Via low-dose 4D STEM measurements we investigated FAPbBr₃ nanocrystals (NCs), which are of great interest for green light-emitting diodes. To retrieve phase contrast imaging from 4D STEM datasets, we utilize the capacity of machine learning. In the phase contrast reconstructions, the different atomic columns in the perovskite structure could be detected, and it was also possible to clearly distinguish the light FA cations and the Br atomic columns from the image intensity. Furthermore, we quantified the observed elongation of the projections of the Br atomic columns, suggesting an alternation in the position of the Br atoms perpendicular to the Pb−Br−Pb bonds. Together with molecular dynamics simulations, these results remarkably reveal local distortions in an on-average cubic structure [1,2].

We also investigated CsPbI₃, whose photoactive phases spontaneously convert into a non-photoactive yellow orthorhombic δ-phase under ambient conditions. This transformation results in a significant increase in bandgap and a loss of photoactive functionality. We studied the impact of Zn²⁺ and Cd²⁺ dopants on the phase stability of CsPbI₃ NCs, emphasizing the formation of Ruddlesden–Popper (RP) planar defects. Via TEM we followed the temporal evolution of the phase transformation, where black-phase NCs agglomerate and form elongated microtubes with a yellow-phase crystal structure. Our observations demonstrate that doped samples are significantly more stable, while the dopants are key factors in the formation of the RP-like defects with specific atomic arrangements [3].

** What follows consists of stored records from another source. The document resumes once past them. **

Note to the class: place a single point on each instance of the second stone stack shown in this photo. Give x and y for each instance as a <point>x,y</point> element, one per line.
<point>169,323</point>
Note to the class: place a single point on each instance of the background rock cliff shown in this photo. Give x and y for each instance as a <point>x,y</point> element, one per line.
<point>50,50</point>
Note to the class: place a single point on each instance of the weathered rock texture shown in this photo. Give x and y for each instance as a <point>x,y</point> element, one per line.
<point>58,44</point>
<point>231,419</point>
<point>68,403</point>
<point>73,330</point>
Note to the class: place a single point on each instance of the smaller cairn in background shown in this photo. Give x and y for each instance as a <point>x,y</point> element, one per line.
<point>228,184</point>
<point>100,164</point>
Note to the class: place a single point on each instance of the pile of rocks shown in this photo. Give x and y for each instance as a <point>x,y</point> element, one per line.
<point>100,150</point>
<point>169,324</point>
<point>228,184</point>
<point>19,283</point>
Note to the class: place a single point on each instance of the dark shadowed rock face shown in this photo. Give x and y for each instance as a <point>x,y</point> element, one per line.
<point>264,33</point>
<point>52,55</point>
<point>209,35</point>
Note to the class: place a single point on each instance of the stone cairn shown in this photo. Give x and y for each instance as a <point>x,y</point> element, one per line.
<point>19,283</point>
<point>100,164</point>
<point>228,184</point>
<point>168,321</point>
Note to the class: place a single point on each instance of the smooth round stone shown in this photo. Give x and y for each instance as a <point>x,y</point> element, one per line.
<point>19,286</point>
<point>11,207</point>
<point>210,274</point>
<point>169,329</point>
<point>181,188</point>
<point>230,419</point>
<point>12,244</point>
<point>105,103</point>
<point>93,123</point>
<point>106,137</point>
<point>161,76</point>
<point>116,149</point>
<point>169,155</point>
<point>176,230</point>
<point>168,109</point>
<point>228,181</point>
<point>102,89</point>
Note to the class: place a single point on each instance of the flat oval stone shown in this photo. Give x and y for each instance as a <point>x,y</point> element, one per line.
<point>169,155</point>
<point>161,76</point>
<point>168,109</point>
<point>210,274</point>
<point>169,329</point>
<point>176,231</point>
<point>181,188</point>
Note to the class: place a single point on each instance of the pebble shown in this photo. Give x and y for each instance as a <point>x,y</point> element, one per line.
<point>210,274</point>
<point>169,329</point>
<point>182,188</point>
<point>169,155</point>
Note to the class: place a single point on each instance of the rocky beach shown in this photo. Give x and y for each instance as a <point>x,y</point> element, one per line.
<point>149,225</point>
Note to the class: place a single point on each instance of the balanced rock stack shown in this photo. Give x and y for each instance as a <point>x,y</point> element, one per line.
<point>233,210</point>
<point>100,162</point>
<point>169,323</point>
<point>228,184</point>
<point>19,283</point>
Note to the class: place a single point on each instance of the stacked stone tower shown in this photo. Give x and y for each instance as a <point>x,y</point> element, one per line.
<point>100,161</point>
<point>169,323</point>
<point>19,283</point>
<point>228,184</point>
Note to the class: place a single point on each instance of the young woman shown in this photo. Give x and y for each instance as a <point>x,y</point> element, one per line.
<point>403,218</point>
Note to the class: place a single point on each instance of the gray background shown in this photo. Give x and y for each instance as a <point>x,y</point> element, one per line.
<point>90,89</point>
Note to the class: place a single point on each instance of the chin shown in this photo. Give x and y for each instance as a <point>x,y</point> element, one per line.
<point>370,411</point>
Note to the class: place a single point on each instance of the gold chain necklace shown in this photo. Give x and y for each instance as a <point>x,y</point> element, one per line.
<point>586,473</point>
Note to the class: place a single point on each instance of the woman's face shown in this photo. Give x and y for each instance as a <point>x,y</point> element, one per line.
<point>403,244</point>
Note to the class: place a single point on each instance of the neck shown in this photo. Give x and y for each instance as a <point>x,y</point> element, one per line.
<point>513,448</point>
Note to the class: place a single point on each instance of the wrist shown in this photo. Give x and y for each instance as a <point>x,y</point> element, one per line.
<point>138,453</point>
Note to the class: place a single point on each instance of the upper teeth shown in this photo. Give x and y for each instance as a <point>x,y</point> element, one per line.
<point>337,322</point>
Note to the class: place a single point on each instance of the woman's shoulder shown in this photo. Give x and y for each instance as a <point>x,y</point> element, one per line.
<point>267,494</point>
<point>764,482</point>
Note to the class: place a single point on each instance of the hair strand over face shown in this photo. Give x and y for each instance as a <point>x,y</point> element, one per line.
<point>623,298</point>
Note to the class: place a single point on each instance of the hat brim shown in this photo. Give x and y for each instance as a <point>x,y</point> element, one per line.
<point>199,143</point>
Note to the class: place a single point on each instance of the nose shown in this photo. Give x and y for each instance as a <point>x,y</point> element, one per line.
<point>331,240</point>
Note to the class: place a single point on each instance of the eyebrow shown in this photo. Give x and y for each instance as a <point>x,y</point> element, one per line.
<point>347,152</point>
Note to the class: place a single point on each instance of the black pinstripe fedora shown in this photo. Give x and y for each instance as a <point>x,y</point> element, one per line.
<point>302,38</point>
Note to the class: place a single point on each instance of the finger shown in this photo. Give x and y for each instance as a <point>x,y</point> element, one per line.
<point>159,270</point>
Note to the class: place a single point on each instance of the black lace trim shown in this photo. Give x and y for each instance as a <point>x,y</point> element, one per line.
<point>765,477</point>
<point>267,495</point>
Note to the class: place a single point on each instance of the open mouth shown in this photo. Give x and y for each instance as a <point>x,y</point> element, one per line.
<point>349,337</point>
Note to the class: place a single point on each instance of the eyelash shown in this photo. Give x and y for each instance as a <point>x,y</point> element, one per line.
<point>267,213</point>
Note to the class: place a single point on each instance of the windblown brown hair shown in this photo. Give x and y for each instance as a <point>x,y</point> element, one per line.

Additionally, we investigate II–VI semiconductor nanoplatelets (NPLs), in particular CdSe NPLs. It has been shown that via ligand exchange a high circular dichroism (CD) can be achieved [4]. The chiral morphology of helical NPLs was analyzed via electron tomography. Furthermore, exchanging the native acetate ligands with tartrate ligands results in a flat morphology and an orthorhombic distortion of the lattice, which we investigated via local nano-beam 4D STEM diffraction patterns.